President Donald Trump and Chinese President Xi Jinping in recent weeks have threatened to slap tariffs on products exported from each other’s countries.

…Both candidates voiced concerns but were hesitant to criticize Trump.

“What we’re focused on is making certain that bad actors get punished. And that the U.S. marketplace — farmers, producers and consumers — don’t get punished,” said Blackburn, whose district includes parts of Maury County, where Columbia is the county seat. ” nobody has put a tariff in place yet. Everything is something that is a suggestion or recommendation or whatever.”

Bredesen said “if this trade war is not sorted out over the next few weeks before it becomes active, it’s obviously a problem for Tennessee farmers. It’s also a problem for a lot of manufacturers who are buying steel and buying aluminum and the like.

“What I’m hoping is this is a negotiating position on the part of the president and he’ll get some of the intellectual property protections that he wants that are important and get beyond this trade war stuff and get back to a position where farmers here can sell their products at competitive prices,” Bredesen added.

Both candidates have previously voiced concerns about Trump’s proposed 25 percent tariffs on steel and aluminum. Tennessee is home to a number of auto assembly plants, auto part supply factories and other manufacturers.

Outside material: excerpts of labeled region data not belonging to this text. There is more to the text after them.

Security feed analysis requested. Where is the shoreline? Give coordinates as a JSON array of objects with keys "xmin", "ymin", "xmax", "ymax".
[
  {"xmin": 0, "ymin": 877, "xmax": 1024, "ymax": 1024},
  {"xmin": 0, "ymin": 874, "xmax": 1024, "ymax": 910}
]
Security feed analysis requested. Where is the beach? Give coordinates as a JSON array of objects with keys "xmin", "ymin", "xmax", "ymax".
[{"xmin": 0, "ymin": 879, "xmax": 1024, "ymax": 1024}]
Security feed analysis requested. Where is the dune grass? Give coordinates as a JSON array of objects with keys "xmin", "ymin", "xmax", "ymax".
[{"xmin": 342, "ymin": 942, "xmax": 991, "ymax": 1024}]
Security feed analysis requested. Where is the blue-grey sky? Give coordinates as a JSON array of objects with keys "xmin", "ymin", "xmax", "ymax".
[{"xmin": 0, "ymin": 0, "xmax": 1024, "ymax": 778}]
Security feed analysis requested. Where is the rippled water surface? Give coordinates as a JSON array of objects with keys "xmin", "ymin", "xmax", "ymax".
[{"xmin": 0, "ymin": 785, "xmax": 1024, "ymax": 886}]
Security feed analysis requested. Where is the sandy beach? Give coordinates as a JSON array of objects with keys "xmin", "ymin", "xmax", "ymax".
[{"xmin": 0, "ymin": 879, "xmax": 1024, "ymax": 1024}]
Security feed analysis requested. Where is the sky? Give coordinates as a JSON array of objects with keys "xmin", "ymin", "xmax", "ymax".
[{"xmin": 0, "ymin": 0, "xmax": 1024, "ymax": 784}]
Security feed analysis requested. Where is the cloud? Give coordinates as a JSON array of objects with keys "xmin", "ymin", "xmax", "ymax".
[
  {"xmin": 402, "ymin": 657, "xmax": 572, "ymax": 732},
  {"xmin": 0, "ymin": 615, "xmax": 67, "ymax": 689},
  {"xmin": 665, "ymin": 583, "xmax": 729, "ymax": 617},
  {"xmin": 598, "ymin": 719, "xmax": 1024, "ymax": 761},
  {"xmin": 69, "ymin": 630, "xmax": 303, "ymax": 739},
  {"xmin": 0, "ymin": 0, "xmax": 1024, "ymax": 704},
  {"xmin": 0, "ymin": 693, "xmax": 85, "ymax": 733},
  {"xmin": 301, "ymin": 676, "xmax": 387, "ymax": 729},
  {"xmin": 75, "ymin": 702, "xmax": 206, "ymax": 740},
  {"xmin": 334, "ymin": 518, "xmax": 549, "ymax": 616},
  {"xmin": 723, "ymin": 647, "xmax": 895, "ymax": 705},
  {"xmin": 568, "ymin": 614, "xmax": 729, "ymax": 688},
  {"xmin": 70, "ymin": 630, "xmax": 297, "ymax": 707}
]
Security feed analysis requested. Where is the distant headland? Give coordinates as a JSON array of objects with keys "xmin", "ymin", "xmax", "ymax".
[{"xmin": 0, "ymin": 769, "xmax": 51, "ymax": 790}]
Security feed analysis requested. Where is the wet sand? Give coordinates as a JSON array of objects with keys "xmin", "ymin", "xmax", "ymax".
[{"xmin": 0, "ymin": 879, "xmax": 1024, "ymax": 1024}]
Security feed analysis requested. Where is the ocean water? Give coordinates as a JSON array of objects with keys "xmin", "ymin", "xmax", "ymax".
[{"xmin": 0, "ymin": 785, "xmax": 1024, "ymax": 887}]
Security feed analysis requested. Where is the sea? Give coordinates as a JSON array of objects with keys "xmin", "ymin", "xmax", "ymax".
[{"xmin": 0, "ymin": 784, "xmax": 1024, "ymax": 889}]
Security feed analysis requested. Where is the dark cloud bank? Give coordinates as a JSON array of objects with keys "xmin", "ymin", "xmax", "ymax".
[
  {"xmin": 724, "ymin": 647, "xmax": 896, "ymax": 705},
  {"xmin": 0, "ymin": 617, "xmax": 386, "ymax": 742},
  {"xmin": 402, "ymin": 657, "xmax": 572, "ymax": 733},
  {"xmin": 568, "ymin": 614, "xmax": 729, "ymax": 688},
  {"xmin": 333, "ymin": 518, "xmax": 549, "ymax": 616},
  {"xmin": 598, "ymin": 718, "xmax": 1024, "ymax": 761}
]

Those proposed tariffs led to China’s threat to impose tariffs on a variety of U.S. products, including in agriculture. When the president upped the ante, China’s Jinping responded in kind.

While nothing has taken effect yet, the Chinese list includes soybeans, pork, cotton as well as tobacco. All are produced in Tennessee. Tennessee ranks No. 17 among U.S. states in soybean production and 26th in pork.